Ich gebe Dir (und den anderen Lesern und Schreibern hier) einen etwas tieferen und ehrlichen Einblick in meine Motive, die ich in meinen Gedichten zeige:

In der Tat sind die meisten meiner Gedichte eine Beschreibung meiner Umgebung und meiner Gedanken darin. Es ist eine oftmals sehr differenzierte Wahrnehmung, eine fremde Wahrnehmung, eine dunkle Wahrnehmung.
Ich betrachte meine Umwelt genau, studiere sie und skizziere sie. Dabei mischen sich diese Eindrücke mit meinen inneren Gefühlen und Gedanken und zaubern dann eine ganz eigene Welt in meinen Kopf. Diese versuche ich dann in Worte zu giessen.
Als Umwelt ist mir hier nahezu alles zu Diensten, sei es mein Studentenzimmer in der WG oder die vielen ausgedehnten Spaziergänge oder der Unibetrieb oder der abendliche Kneipenbesuch mit Freunden. Ebenso kann es eine verzerrte Vergangenheit sein oder eine konstruierte Zukunft. Die Möglichkeiten sind endlos.
Hauptthema der letzten Zeit aber sind, wie man wohl auch merkt zum einen die Natur (dank der Spaziergänge) und dunkle, ängstliche Gedanken (die dadurch entstehen, das meine reale Zukunft momentan eine große Änderung trägt: Abschluß der Uni in diesem Semester als Wirtschaftsinformatiker und der dann folgende Berufseinstieg, für den ich mittlerweile nicht mehr viel Motivation habe, aber mein Alter eine Umorientierung kaum noch zulässt). Beides, meine innere Aufgewühlheit und die ruhige, treibende Natur lassen bizarre Bilder sprießen, die selbst mir teilweise schwer zu deuten fallen.
Als Sahnehäubchen obendrauf packen wir dann noch eine kleine "Störung" in meinem Köpfchen, die das Ganze noch einmal kräftig durchzuschütteln weiß und schon sind seltsame Dinge perfekt. Mal entstehen klare Beschreibungen, mal abstrakte Definitionen, mal Trivialgedichte, mal Gedankenlyrik, die kaum noch zu interpretieren ist. Fluch? Nein, Gabe, das habe ich akzeptiert und versuche, dies in eine geordnete, gelenkte Bahn zu bringen. Meine Bahn heißt Wortspielplatz und mein Klettergerüst ist das Gedicht, während ich noch damit befasst bin, den Sand zu schreiben, seit Jahren.
Als letztes würze ich diesen Sud noch mit Musik, bis ich ihn mir schmackhaft serviere. Die Kombination mit Klang erzeugt weitere, abgestuftere Bilder. Hier ist die Bandbreite dann schier unerschöpflich. Je nach Stimmung und Impression kann dies Klassik, Jazz, Metal, Britpop oder auch mal gute, alte Liedermacherei a la Mey und Co. sein. Besonders wenn es mal keine rein instrumentellen Werke sind, sondern z.b. ein Lied von Mey oder Wader oder Wecker (ebenso wie englische oder französische  Songwriter) kommt eine dritte Einflußgröße ins Spiel; gesungene Worte, die mir derart gefallen, das ich sie versuche einzubauen, wenn es sein muss auch abzuändern, damit sie passen. Ich spiele dann hin und her.

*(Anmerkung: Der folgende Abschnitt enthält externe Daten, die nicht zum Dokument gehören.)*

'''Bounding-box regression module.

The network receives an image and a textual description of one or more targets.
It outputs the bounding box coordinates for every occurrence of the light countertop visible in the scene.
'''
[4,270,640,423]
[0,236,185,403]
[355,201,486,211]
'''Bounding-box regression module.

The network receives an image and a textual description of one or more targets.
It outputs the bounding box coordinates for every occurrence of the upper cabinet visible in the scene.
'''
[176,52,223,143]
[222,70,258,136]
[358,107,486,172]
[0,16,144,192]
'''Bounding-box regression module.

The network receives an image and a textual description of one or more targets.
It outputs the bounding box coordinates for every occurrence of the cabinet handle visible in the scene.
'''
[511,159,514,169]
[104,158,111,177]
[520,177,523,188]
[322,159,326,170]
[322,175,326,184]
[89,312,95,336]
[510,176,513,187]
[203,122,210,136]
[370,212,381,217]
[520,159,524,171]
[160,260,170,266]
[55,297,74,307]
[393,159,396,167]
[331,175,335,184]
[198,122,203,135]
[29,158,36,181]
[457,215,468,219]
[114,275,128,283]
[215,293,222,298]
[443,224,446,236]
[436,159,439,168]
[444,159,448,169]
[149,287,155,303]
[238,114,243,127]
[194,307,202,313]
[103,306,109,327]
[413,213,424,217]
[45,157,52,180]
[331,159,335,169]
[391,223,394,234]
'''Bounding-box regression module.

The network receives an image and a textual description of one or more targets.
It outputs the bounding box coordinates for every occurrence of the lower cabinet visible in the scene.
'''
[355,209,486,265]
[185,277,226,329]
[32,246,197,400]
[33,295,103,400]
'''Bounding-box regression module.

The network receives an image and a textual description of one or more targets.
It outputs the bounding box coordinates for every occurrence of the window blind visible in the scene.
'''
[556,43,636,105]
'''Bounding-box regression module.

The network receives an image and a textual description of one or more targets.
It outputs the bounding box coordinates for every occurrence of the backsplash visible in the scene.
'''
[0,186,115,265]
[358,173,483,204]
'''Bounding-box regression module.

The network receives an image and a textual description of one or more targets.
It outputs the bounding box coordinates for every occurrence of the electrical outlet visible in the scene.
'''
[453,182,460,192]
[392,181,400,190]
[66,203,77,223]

Ich merke grad, wie schwer es ist in Worten zu beschreiben, wie der kreative Prozess des Schreibens entsteht und passiert, vor allem wenn man möglichst alle Einflußgrößen berücksichtigen will. Ja, hier kommt der Naturwissenschaftler, der Exakte, der Programmierer in mir hervor, ein Mitbringsel aus meinem Studium.

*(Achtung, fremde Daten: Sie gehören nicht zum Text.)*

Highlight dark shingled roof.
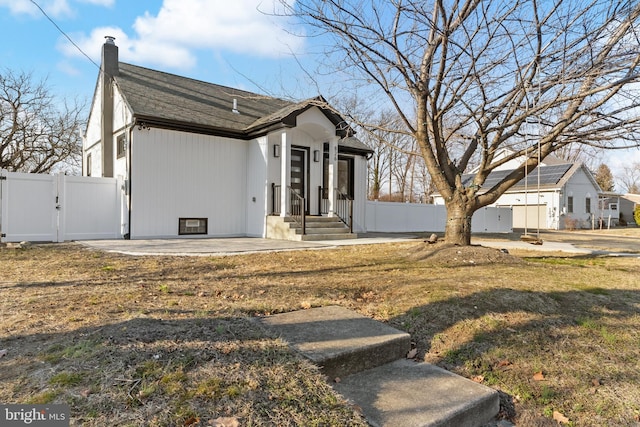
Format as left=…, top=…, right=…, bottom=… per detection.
left=114, top=61, right=371, bottom=156
left=462, top=163, right=574, bottom=190
left=116, top=62, right=292, bottom=134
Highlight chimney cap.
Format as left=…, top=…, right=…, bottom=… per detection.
left=105, top=36, right=116, bottom=45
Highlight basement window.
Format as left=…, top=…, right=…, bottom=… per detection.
left=178, top=218, right=208, bottom=235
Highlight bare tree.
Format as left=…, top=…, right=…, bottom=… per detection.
left=0, top=69, right=84, bottom=174
left=279, top=0, right=640, bottom=244
left=618, top=161, right=640, bottom=193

So, wer es bis hier durchgehalten hat, diesen Quadratmeter textueller Selbstbeweihräucherung, der erfährt mehr zu dem Gedicht "Rotgeburt" smile

Das Gedicht gibt meine Eindrücke eines großen, rechteckigen Raumes wieder, der vom nahenden Sonnenuntergang durchflutet wird. Darin wenige Möbel, einige Stühle, ein Tisch, Stehlampen, ein riesiges, endloses Bücherregal, Altbaudeckenhöhe 3,50 Meter mit Stuck. Ich kenne den Raum gut, es ist ein Arbeits- und Lesezimmer nach dem Umbau eines Hauses, das bereits 1871 gebaut wurde. Und ich kenne die Stimmungen des Raumes gut, denn wenn ich dort zu Besuch bin, borge ich mir gerne Bücher aus (spart Geld als Student, wenn man gerne liest). Eigentlich ein wundervoller Raum, den ich immer mochte. Bis ich dort bei Sonnenuntergang saß in einem Sessel und in Ruhe das Zimmer betrachtete, die Sonne und das Licht im Rücken. Vor den Fenstern weißschleiernde Vorhänge, die das Licht dämpfen und brechen, es tropft fast herunter. Das Zimmer ist kühl, denn zur jetzigen Jahreszeit ist es immer noch kalt abends. Ein wenig staubig ist es da auch, logischerweise, egal wie oft geputzt wird. Und wie ich so in den Raum starre, bemerke ich die Schatten der Gegenstände und spüre, sie beobachten mich und durchleuchten mich. Und der große Raum wurde immer enger, kälter und drohender. Was, wenn die Schatten jetzt aufspringen und mich umzingeln, micht durchbohren, weil ich hier fremd bin....ich muss fliehen, aber das Licht nimmt mir die Sicht, nein, alles friedlich, meine Augen müssen mich täuschen. Und überall im Dunkel diese hellen Punkte aus Licht, wie ein Schwarm, der versucht in den Süden zu fliehen vor dem nahenden Winter. Irgendwie wurde der Raum immer farbloser für mich, immer stärker zerbrach er in schwarz und weiß, in reinen Kontrast und das engte mich immer mehr ein. Als ich mich dann ein wenig bewegt habe, stach mir ein wundervolles, rotes Licht in die Augen, das von einer Glasplatte reflektiert wurde. Das wirkte so fremd und falsch in diesem Kontrast und war doch so zauberhaft....es war der Feuerball der Sonne.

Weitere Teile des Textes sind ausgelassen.